Leesfragment: Portret van een oud huwelijk

27 november 2015 , door Marja Pruis

Morgen in De Groene Amsterdammer, vanavond al te lezen op Athenaeum.nl: Marja Pruis over Joyce Carol Oates' A Widow's Story: 'Een memoir heeft geen zin als hij niet eerlijk is, schrijft Oates op een zeker moment. Zoals een liefdesverklaring ook geen zin heeft als hij niet eerlijk is.
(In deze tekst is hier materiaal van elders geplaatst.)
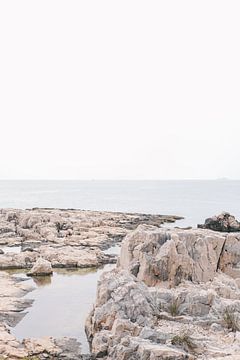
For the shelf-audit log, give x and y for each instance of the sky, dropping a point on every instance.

De delicate wijze waarop de schrijfster in dit logboek van rouw op het koord van liefde en verraad balanceert [...] tot en met het laatste ontroerende hoofdstuk, maakt uiteindelijk grote indruk, want doet zich voor als ontstellend eerlijk.'

De samenwerking tussen Athenaeum Boekhandel en De Groene Amsterdammer is versterkt: op de site van De Groene kunt u de besproken boeken direct bij Athenaeum kopen.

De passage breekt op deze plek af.